La croyance populaire soutient l'idée que « les enfants maltraités deviennent des parents maltraitants ». Ce propos repose sur le constat que les parents maltraitants ont souvent souffert eux-mêmes de maltraitance, ont vécu un passé douloureux ou des relations difficiles avec la génération précédente.
Pourtant ce phénomène de la reproduction systématique de la violence est loin d'être généralisé et n'est certainement pas scientifiquement prouvé. Bon nombre d'adultes qui, enfants, ont souffert de parents violents ou abusifs, sont néanmoins devenus des pères, des mères responsables et fiables.
En abordant la parentalité, la plupart des hommes et des femmes se demandent s'ils pourront s'occuper valablement de leurs enfants, s'ils pourront être des parents différents de ceux qu'ils ont eus, surtout si ceux-ci étaient toxiques et destructeurs.
Beaucoup de femmes enceintes revisitent leur passé et se questionnent sur la manière d'apporter à leur enfant attention, protection et tendresse sans être étouffantes et sans faire peser leurs angoisses ou soumettre à leur violence potentielle. Le désir de bien faire est là et l'angoisse de ne pas y arriver est, elle aussi, souvent présente. Se poser ces questions, c'est déjà chercher à engager des changements.
La capacité d'analyser de façon réaliste les liens à ses propres parents (ni en les diabolisant, ni en camouflant les souffrances) permet de sortir du soi-disant « sillon tout tracé » de la répétition. Sans cela il risque d'y avoir un « collage » au triste modèle qu'ont été les parents et une répétition des modes relationnels vécus dans l'enfance. Ce travail ne se fait pas seul ; il se réalise et se poursuit tout au long de la vie dans les échanges et les relations avec les autres: le conjoint, la fratrie, les amis, les professionnels autour de la grossesse et de la naissance, et d'autres plus spécialisés éventuellement.
Dans les familles où l'histoire se répète, le problème semble être que les générations amènent aux suivantes la « note » non réglée avec la précédente et font ainsi « payer » à leurs enfants le malheur de leur propre enfance. Et cela n'est pas juste ; imaginons que, revenant chercher sa voiture au parking, un homme la retrouve abimée. Le fautif n'a pas laissé ses coordonnées. Furieux et énervé, cet homme heurte à son tour par mégarde un autre véhicule. Il s'en va, lui aussi, sans laisser nom et adresse, estimant qu'il n'a pas à payer deux fois. Le préjudice qu'il a subi ne lui donne pas le droit de léser à son tour quelqu'un d'autre. Et s'il dispose d'une légitimité à être en colère, cela ne lui donne pas le droit de faire payer sa faute à quelqu'un qui n'y est pour rien.
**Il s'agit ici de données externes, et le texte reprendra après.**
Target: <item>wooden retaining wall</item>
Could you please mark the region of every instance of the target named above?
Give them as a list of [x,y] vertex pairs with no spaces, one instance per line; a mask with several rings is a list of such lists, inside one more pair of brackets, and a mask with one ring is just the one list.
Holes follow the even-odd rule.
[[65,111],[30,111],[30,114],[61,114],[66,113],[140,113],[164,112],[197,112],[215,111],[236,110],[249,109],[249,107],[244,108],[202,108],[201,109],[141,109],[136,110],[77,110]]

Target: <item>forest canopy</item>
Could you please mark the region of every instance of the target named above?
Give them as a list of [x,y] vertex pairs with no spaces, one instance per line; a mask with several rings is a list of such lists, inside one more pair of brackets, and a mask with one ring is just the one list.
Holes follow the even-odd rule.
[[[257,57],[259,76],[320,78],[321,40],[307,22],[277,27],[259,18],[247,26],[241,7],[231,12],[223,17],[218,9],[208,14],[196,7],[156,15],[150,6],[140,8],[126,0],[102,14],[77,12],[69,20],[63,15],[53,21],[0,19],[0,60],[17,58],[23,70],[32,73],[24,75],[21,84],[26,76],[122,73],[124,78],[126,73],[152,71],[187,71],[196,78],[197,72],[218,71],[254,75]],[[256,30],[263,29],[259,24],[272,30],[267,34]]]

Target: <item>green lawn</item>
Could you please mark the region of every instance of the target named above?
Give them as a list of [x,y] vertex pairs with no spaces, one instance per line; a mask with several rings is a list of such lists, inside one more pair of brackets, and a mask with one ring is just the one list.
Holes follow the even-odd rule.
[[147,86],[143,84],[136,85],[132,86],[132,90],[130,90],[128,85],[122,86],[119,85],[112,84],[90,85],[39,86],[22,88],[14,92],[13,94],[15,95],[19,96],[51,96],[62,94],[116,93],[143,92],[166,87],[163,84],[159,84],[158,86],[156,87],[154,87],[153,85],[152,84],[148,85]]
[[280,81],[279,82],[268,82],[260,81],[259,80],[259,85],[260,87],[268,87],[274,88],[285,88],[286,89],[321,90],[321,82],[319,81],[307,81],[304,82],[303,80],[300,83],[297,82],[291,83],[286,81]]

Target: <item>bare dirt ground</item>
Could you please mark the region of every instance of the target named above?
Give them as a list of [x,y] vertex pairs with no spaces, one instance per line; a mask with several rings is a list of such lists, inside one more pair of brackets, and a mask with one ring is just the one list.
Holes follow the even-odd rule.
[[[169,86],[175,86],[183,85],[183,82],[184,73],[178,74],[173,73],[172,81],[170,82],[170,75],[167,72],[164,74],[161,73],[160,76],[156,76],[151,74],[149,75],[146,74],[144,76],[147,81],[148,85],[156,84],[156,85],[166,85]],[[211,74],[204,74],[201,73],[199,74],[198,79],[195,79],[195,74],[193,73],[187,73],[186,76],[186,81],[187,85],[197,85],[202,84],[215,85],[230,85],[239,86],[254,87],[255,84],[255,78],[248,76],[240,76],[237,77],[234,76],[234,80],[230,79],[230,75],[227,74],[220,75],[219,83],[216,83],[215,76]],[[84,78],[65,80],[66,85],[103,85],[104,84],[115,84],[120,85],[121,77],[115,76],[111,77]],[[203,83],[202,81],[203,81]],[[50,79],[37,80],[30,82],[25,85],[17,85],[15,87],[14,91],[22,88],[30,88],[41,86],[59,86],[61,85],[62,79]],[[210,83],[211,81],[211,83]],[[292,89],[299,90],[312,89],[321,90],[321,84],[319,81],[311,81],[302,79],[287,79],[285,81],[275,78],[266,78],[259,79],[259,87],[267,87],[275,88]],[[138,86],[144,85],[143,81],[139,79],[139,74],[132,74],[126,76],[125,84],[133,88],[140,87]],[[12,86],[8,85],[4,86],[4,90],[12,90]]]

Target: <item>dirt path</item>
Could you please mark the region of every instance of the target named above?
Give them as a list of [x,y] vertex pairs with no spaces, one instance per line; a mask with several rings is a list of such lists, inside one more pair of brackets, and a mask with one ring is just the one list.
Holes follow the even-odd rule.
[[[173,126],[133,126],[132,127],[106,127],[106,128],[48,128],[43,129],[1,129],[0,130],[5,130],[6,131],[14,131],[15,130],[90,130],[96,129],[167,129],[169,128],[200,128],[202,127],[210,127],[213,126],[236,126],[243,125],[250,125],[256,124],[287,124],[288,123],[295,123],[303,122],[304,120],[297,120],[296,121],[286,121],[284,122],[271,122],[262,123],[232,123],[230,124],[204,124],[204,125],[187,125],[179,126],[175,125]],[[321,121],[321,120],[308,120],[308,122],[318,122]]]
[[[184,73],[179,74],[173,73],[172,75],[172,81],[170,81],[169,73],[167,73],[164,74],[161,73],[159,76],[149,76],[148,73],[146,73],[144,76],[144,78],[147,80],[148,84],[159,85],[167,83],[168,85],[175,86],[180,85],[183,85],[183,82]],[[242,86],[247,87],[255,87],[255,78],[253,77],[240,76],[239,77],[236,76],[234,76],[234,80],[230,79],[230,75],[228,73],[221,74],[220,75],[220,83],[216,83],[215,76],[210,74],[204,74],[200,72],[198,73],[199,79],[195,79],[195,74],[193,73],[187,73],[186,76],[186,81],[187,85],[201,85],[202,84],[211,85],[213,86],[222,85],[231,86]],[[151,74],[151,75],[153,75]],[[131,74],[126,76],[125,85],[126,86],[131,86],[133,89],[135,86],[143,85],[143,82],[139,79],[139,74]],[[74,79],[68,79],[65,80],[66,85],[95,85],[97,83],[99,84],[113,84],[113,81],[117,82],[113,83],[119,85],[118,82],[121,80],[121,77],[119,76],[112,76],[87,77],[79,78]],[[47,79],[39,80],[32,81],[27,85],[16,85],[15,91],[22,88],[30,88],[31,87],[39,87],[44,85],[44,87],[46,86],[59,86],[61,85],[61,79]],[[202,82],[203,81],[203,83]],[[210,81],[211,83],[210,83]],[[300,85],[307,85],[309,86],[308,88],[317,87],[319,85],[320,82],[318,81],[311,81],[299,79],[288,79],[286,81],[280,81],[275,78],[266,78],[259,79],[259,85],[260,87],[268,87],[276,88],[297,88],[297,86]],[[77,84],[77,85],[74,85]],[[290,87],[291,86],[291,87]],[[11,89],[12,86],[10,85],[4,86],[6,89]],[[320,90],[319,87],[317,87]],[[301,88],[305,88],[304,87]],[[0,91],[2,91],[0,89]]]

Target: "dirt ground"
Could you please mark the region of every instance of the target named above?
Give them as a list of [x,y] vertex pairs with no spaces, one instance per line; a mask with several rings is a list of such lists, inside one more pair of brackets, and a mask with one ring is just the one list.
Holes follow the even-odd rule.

Le mécanisme agit implicitement dans les familles maltraitantes : les parents qui n'ont pas pu faire entendre leur malheur ou être reconnus dans leur souffrance par leurs propres parents ou par d'autres adultes, attendent de leurs enfants de réparer ce qu'ils ont enduré. Or ceux-ci n'en ont pas les moyens. Placés dans une telle position impossible, les enfants ne peuvent qu'être blâmés, critiqués, jugés, réprimandés, donc maltraités à leur tour. Les enfants ne peuvent tenir un rôle de soignant à l'égard de leurs parents. Attendre d'eux qu'ils se soucient de la dépression parentale, qu'ils canalisent les colères et la violence de leurs parents, surveillent leurs passages à l'acte suicidaire ou servent d'objet sexuel revient à leur voler leur place d'enfant et à abîmer radicalement leur confiance en l'adulte et en eux-mêmes.
Ce n'est pas auprès des enfants que les adultes blessés doivent se réfugier et solliciter de l'aide. Voilà pourquoi l'attention et la solidarité à porter aux parents maltraitants sont si nécessaires et certainement plus réparatrices que le blâme ou l'exclusion. Par l'attention accordée au parent, le professionnel aide peu à peu ce dernier à prendre en compte ses responsabilités d'adulte, à s'identifier à son enfant et à lui laisser sa place pour éviter de lui faire tenir un rôle qui ne lui revient pas.